Blog by Rob Vandeman

Psalm 27 opens with one of the most sublime Old Testament affirmations of the security of God’s people. The Lord is my light, to guide me, my salvation, to deliver me, and the stronghold of my life, in whom I take refuge. Of whom, then, shall I be afraid? It is a defiant, unanswerable question reminiscent of those at the end of Romans 8. When David’s enemies attack him, they will stumble and fall (verse 2). Indeed (verse 3), if a whole army should make war against him, even then he will be confident.

This steadfast assurance of one man against many foes is now more fully explained. It lies in the presence and the protection of God. David cherishes one desire above all others (verse 4), namely to enjoy unbroken communion with God, in order to worship His glory and discern His will.

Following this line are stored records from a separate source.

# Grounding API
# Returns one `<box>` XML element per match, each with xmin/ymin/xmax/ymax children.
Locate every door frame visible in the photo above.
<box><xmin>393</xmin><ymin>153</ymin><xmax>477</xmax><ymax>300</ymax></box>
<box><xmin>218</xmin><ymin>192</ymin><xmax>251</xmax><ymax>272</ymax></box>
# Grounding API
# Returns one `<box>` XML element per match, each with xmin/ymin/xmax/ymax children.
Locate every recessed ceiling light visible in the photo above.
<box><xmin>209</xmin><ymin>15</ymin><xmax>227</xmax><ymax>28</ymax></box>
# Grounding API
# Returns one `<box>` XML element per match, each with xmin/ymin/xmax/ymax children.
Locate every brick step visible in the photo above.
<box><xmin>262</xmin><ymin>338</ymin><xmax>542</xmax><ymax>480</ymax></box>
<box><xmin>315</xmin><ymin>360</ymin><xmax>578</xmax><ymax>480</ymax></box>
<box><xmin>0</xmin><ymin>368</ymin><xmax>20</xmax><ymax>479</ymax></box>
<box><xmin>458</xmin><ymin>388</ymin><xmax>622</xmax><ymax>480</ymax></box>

Suddenly in the psalm, everything is different. The main verbs change from third person to the second and from a statement to a prayer. The mood alters too, as confident affirmation gives place to anxious supplication. So abrupt and complete is the change that some have suggested Psalm 27 to actually be two separate psalms written for separate occasions that have been awkwardly joined together. Yet those who know something of the soul’s moods, of the ebb and flow of faith, and of the alternating rhythms of praise and prayer, will not see the necessity for this double ascription.

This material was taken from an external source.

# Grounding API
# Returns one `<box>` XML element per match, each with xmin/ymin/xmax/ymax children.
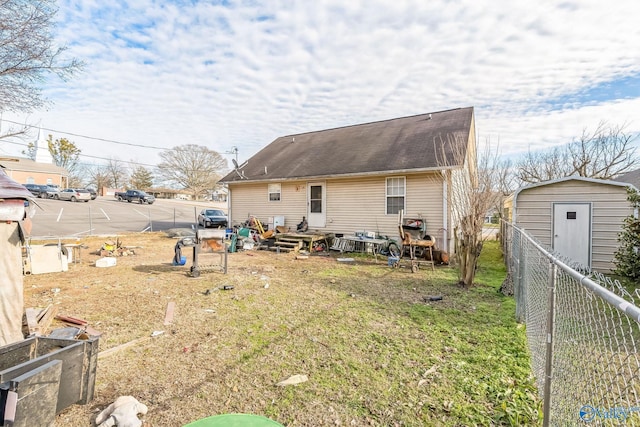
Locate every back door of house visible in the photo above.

David prays, seeking not only God’s ear, but also His face (verses 7,8). He is encouraged to do so because of God’s own invitation. When God says, “Seek my face,” his heart responds: “Your face, Lord, I will seek.” True prayer is never a presumptuous approach to God, but rather a response to His gracious initiative. It is this assurance, which prompts David to add: “Do not hide your face from me” (verse 9). Although he seems to recognize that his sins deserve only God’s displeasure, he is sure that God, who has been his help in the past, will not now cast him off (verse 10).  Even were his own parents to forsake him, he says, “the Lord will receive me” (verse 10), or “adopt me as his child,” as one commentator puts it. For the likeness of God’s love in the Old Testament to the tender care of a father or mother see Psalm 103:13; Isaiah 49:15; 63:16.

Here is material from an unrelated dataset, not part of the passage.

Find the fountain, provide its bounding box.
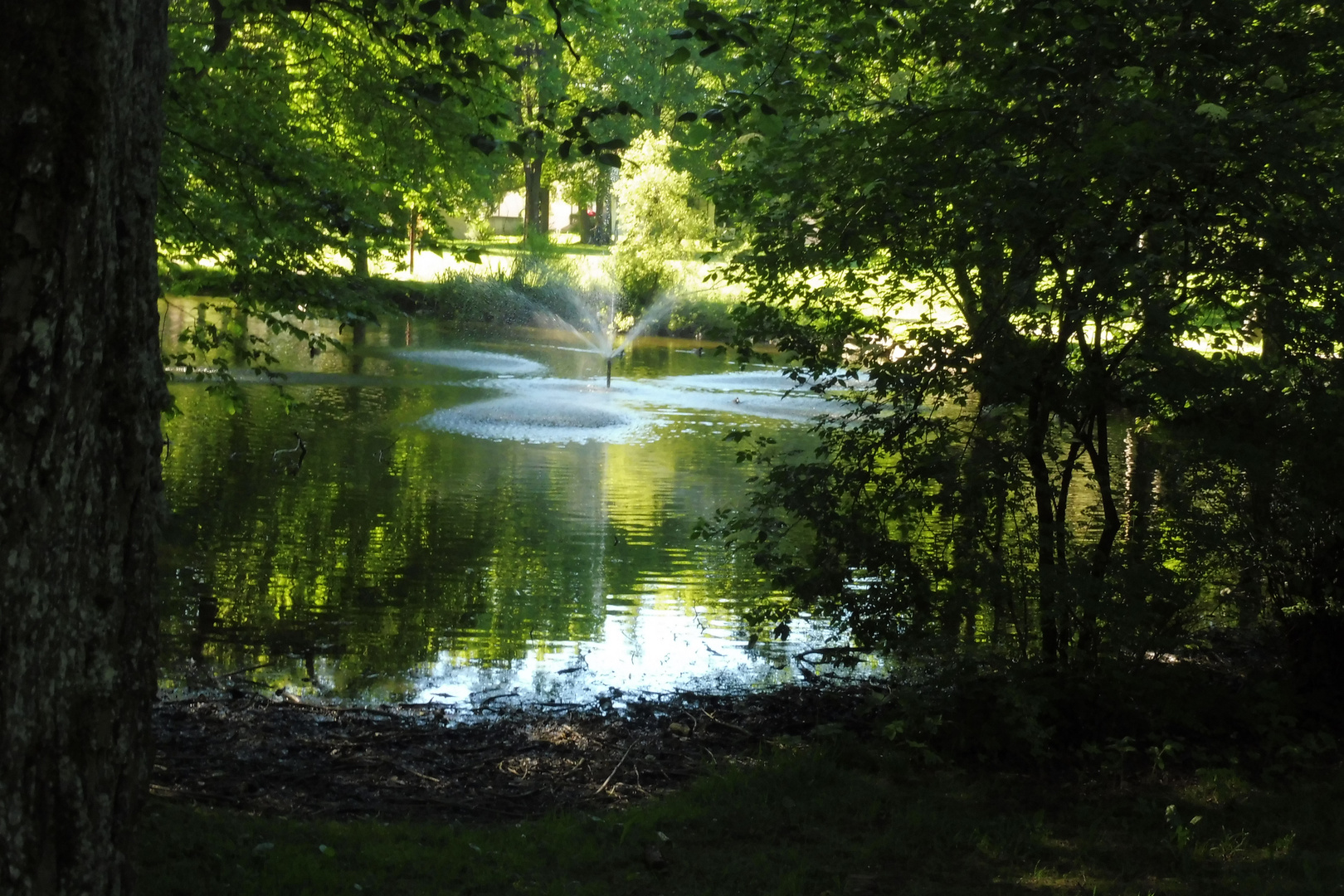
[523,290,677,388]
[397,278,826,445]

The psalm ends as it began with an expression of serene confidence. David has come through his tunnel of darkness. His faith has been tested, but now it triumphs; “I am still confident of this: I will see the goodness of the Lord in the land of the living (verse 15). He who desired to see with the eye of faith the beauty of the Lord (verse 4) is sure that, before he dies, he will see the same Lord’s goodness displayed in his own circumstances. So certain is he of this that he urges others to “wait for the Lord (verse 14), that is, to trust patiently in Him. It is not enough to urge people to be strong and take heart (verse 14). These would be empty sentiments unless they are both prefaced and followed by the other injunction to wait for the Lord. Courage can be no more than a Stoic virtue. It only is Christian when it is the fruit of a quiet confidence in God.